AVerImaTeC Shared Task

Citations

AVerImaTeC: A Dataset for Automatic Verification of Image-Text Claims with Evidence from the Web
Rui Cao, Zifeng Ding, Zhijiang Guo, Michael Schlichtkrull, Andreas Vlachos
Contains guidelines for the AVerImaTeC Shared Task

@article{cao2025averimatec,
  title={AVerImaTeC: A Dataset for Automatic Verification of Image-Text Claims with Evidence from the Web},
  author={Cao, Rui and Ding, Zifeng and Guo, Zhijiang and Schlichtkrull, Michael and Vlachos, Andreas},
  journal={arXiv preprint arXiv:2505.17978},
  year={2025}
}
}

Key Dates

Challenge Launch: September 29, 2025
Training/Dev Data Release: September 29, 2025
Testing Begins: November 28, 2025
Shared task system Closes: December 2, 2025
Results Announced: December 9, 2025
Shared Task Paper deadline for Workshop: December 19, 2025
Notification deadline: January 23, 2025
Camera-ready deadline: February 3, 2025

Task Definition

The AVerImaTeC challenge aims to evaluate the ability of systems to verify real-world image-text claims with evidence from the Web.

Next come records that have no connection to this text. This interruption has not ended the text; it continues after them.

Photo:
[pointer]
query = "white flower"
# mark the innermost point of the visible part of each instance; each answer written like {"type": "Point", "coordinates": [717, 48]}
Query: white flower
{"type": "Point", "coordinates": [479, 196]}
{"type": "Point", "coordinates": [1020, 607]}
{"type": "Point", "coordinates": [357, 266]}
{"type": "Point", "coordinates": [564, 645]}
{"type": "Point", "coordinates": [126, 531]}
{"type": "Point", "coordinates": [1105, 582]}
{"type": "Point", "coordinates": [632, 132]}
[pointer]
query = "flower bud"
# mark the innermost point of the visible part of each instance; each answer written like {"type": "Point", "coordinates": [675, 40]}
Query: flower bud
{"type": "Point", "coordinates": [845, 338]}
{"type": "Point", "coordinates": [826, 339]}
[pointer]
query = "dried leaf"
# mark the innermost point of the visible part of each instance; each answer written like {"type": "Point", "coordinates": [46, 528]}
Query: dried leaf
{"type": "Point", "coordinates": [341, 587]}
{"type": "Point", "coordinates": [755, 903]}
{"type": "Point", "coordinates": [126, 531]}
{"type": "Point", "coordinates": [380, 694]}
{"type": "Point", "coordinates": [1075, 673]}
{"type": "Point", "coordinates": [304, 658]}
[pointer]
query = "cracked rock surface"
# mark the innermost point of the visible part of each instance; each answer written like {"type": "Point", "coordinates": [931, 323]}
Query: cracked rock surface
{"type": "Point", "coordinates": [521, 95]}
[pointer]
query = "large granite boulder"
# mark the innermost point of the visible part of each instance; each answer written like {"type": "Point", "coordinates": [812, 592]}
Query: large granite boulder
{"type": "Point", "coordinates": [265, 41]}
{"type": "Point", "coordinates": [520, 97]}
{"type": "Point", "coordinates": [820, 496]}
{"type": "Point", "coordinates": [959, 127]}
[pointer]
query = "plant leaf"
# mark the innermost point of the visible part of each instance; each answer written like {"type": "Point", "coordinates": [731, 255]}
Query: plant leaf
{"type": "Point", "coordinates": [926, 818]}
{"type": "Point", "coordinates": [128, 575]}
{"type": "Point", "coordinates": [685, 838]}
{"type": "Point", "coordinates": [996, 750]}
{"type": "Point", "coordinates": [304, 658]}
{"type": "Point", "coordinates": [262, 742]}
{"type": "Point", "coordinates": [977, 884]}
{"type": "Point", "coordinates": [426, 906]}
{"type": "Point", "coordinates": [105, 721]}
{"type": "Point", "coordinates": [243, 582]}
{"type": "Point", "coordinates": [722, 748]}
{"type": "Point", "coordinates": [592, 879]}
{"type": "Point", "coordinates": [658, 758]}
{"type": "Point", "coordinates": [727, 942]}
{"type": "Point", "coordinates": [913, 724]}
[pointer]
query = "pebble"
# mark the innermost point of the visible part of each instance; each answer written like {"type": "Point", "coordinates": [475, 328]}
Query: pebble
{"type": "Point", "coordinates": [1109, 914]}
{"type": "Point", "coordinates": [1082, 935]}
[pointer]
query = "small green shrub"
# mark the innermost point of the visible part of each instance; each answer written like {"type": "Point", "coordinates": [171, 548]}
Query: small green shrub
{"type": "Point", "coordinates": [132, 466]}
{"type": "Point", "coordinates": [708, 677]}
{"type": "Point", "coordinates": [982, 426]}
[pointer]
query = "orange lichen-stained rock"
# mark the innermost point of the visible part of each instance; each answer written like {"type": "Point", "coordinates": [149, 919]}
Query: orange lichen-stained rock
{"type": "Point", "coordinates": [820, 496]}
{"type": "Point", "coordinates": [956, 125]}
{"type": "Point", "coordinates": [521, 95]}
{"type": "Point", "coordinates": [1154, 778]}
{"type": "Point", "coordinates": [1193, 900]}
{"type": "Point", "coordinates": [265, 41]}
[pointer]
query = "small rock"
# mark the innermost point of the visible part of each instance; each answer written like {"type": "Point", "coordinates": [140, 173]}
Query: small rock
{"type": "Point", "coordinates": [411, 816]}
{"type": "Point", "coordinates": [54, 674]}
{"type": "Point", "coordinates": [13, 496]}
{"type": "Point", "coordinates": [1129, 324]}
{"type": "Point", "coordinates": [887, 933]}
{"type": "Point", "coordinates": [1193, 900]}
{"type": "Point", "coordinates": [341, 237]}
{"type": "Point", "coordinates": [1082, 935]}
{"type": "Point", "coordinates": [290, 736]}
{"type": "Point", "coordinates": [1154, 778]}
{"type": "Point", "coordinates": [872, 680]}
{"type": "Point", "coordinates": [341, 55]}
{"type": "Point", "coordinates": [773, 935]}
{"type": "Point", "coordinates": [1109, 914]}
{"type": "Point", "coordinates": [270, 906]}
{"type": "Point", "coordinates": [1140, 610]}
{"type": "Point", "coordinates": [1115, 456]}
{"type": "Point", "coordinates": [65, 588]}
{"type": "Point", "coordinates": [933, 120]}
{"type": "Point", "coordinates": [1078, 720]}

Given an image-text claim and its metadata, the systems must retrieve evidence (consisting of text and/or images) that supports and/or refutes the claim, either from the Web or from the document and image evidence collection provided by the organisers..
According to the evidence principle in fact-checking, all evidence should be published before the claim date.
Using this evidence, label the claim as Supported, Refuted given the evidence, Not Enough Evidence (if there isn't sufficient evidence to either support or refute it) or Conflicting Evidence/Cherry-picking (if the claim has both supporting and refuting evidence).
A response will be considered correct only if both the label is correct and the evidence adequate. As evidence retrieval evaluation is non-trivial to perform automatically, the participants will be asked to help evaluate it manually to assess the systems fairly.

To learn more about the task read the dataset description paper AVerImaTeC: A Dataset for Automatic Verification of Image-Text Claims with Evidence from the Web, and go to the shared task webpage. You can find the call for papers in our workshop page.

Data

The participants are given access to the training and development datasets of the AVerImaTeC paper available here. In addition, we provide a static knowledge store for each claim as compiled by searching the Web using the Google API here. It is guaranteed to contain the right evidence, so that participants do not need to use a search engine to develop their approaches. The datasets are distributed in the JSONL format with one example per line (see http://jsonlines.org for more details). The data can be downloaded on the AVerImaTeC Dataset page.

Data Format used for submission to the leaderboard during development

Before the release of the testing data, you can submit your predictions on the development split to our Huggingface competition page, to familiarize yourself with the output requirement/format of your system’s predictions.

When submitting system predictions, you need to specify the system name. We will use the team name you specified on Huggingface when we compile the final results of the challenge.

The data are distributed in the .JSON format with one example per line (see http://jsonlines.org for more details).

Each JSON Object (i.e., prediction) is a dictionary, containing three essential keys: id, evidence, verdict:

id: The index of the image-text claim.
questions: The generated essential questions for verifying the image-text claim.
evidence: The retrieved evidence for verifying the claim.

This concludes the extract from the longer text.